BAC is measured with a breathalyzer, a device that measures the amount of alcohol in a driver’s breath, or by a blood test.


BLOOD ALCOHOL CONCENTRATION IN G/DL AND TYPICAL/PREDICTABLE EFFECTS ON DRIVING

0.02 - Some loss of judgment; relaxation, slight body warmth, altered mood.

Decline in visual functions (rapid tracking of a moving target), decline in ability to perform two tasks at the same time (divided attention).


0.05 - Exaggerated behavior, may have loss of small-muscle control (e.g., focusing your eyes), impaired judgment, usually good feeling, lowered alertness, release of inhibition.

Reduced coordination, reduced ability to track moving objects, difficulty steering, reduced response to emergency driving situations.


0.08 - Muscle coordination becomes poor (e.g., balance, speech, vision, reaction time, and hearing), harder to detect danger; judgment, self-control, reasoning, and memory are impaired.

Concentration, short-term memory loss, speed control, reduced information processing capability (e.g., signal detection, visual search), impaired perception.


0.1 - Clear deterioration of reaction time and control, slurred speech, poor coordination, and slowed thinking.

Reduced ability to maintain lane position and brake appropriately.


0.15 - Far less muscle control than normal, vomiting may occur (unless this level is reached slowly or a person has developed a tolerance for alcohol), major loss of balance.

Substantial impairment in vehicle control, attention to driving task, and in necessary visual and auditory information processing.


Consequences
Driving a vehicle while impaired is a dangerous crime. Tough enforcement of drunk-driving laws has been a major factor in reducing drunk-driving deaths since the 1980s. Charges range from misdemeanors to felony offenses, and penalties for impaired driving can include driver’s license revocation, fines, and jail time.
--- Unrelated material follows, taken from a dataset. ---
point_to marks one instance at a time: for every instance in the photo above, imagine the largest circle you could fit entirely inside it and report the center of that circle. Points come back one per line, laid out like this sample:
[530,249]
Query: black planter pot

It’s also extremely expensive. A first-time offense can cost the driver upwards of $10,000 in fines and legal fees.

Many states require offenders to install ignition interlock devices at the driver’s own expense. An ignition interlock device is a breath test device connected to a vehicle’s ignition. The vehicle cannot be operated unless the driver blows into the interlock and has a BAC below a pre-set low limit, usually .02 g/dL. NHTSA strongly supports the expansion of ignition interlocks as a proven technology that keeps drunk drivers from getting behind the wheel.